Sesi yorgun ve battaniye yüzünden boğuk geliyordu, kafasını bir süre daha toplayamazdı, hatta meyve suyuna ilaç attığımı unutursa iyi olurdu, burada kaçacak yerim de yoktu iyi bir dayak yerdim herhalde. Hatırlamaması lazımdı.
"KES!" dedim gülerek, böyle kaliteli müzikleri dinlemezdi zevksiz.
"KAPAT ŞUNU! KAPAT! Bıktım senin Firuzenden! Ya! yeter lütfen... Bıraktı gitti işte of unut artık..."
"Sen ne anlarsın aşktan sevgiden sadakatten... Onu asla unutmayacağım... Burada kendi kendime aşk acımı çekiyorum sen karışma kenarda uyu hadi uyu."
"Bırakmıyorsun ki uyuyayım!" diye söylenip battaniyeye sarıldı sıkıca. Yağmur yağıyordu hızlı hızlı cama vuruyordu, hava bozuk olduğundan öğlen olmasına rağmen karanlıktı. Fark etmeden, kafası kendine gelmeden uyusun istiyordum.
Yavaşça doğruldu. Oturup kısık bakışlarını mutfağa doğru dikti. Epey süre dalgın dalgın izledi.
"Ben de acıktım..." diyerek içimi çektim. Dağın başındaydık, buraya sipariş verdiğimde hep oraya çıkaramayız diyorlardı. Şimdi mecbur mutfağa gidecektik. Hiç kalkasım yoktu, duvardaki resimleri inceliyordum, bakışlarım Masala kaydı. Oturmuş mutfağa bakıyordu, doğrulup oturdum gergince. Onu hiç böyle görmemiştim. Burada değil gibiydi. Kafasından duman çıkıyordu delinin.
"Ne işimiz var burada?"
Hatırlıyor gibiydi yavaş yavaş kaçmaya hazırlanmam lazımdı. Dayak yiyecektim.

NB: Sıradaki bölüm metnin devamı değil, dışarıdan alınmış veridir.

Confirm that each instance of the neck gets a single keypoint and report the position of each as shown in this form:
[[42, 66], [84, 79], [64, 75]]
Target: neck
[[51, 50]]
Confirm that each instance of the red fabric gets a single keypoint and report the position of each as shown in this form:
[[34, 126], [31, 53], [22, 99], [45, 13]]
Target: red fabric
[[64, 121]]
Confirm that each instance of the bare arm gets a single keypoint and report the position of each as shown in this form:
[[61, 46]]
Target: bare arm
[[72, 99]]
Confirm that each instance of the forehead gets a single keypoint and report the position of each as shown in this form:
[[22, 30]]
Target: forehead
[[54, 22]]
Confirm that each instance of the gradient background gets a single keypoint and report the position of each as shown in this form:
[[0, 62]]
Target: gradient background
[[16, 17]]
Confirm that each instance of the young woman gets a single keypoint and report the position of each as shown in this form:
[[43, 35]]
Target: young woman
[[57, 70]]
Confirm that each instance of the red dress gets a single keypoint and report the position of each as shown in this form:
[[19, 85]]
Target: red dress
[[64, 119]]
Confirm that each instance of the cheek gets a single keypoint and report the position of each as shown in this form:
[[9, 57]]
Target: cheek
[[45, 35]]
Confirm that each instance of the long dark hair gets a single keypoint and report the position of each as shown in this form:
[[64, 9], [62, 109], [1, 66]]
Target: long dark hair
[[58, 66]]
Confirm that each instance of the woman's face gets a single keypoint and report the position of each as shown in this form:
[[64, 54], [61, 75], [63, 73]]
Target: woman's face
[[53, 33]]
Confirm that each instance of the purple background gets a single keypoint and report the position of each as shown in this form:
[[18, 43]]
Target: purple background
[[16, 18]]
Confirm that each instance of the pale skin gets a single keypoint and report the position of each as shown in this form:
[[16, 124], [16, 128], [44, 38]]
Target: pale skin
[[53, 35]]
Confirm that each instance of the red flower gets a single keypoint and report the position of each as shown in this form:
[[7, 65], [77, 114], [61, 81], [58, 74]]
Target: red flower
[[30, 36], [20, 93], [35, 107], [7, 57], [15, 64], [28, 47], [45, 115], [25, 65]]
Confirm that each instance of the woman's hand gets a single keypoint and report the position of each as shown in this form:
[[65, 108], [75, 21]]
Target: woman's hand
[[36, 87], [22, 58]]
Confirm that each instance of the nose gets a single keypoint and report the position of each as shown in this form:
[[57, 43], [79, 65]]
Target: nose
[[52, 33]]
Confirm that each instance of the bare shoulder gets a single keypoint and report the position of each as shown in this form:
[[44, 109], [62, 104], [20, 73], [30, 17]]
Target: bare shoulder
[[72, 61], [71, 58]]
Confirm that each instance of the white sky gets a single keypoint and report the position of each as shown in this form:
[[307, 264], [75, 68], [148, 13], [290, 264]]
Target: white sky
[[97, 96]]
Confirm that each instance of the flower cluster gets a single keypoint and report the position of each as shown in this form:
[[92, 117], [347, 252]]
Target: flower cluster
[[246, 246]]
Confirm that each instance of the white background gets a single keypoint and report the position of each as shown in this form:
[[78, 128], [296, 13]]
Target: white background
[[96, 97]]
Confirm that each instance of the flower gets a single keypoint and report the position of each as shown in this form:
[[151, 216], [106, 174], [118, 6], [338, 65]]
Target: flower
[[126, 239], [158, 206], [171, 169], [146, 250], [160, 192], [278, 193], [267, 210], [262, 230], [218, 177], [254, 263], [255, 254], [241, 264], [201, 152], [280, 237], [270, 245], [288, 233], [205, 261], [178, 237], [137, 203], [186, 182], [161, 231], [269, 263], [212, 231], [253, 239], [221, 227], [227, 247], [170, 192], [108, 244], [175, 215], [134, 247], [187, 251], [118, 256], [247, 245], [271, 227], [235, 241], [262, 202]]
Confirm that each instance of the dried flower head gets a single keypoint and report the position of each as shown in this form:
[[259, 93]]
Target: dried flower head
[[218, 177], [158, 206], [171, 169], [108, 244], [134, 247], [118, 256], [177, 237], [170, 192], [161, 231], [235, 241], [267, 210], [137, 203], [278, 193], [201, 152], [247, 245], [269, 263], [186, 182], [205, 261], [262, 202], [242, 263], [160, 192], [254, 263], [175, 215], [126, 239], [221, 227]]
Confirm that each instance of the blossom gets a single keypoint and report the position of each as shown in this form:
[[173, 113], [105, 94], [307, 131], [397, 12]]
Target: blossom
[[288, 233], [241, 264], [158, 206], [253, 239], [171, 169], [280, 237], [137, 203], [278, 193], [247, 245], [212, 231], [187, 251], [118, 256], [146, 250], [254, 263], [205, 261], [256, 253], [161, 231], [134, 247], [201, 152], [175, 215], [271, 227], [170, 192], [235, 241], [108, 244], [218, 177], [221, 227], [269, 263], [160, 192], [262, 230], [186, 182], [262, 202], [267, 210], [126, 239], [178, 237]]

"Niye geldik ki buraya? Ne zaman geldik?"
"Biraz kafa dinlemeye geldik." Dedim tereddütle kumandayı elime alıp şarkının sesini kıstım. Doğrulduğu gibi odaya kaçacaktım.
"Durduk yere mi?" deyip kafasını ovdu. Olduğundan salak yapmıştı ilaç onu.
"Babam seni yurt dışına kaçırmam için para verdi." Dedimdürüstçe.
"Yurt dışı mı? Neredeyiz ki?" dedi korkarak, sesinin titrediğini hissettiğimde bakışlarımı kaçırdım vicdan azabı mıydı içimde titreyen? Açlık mıydı?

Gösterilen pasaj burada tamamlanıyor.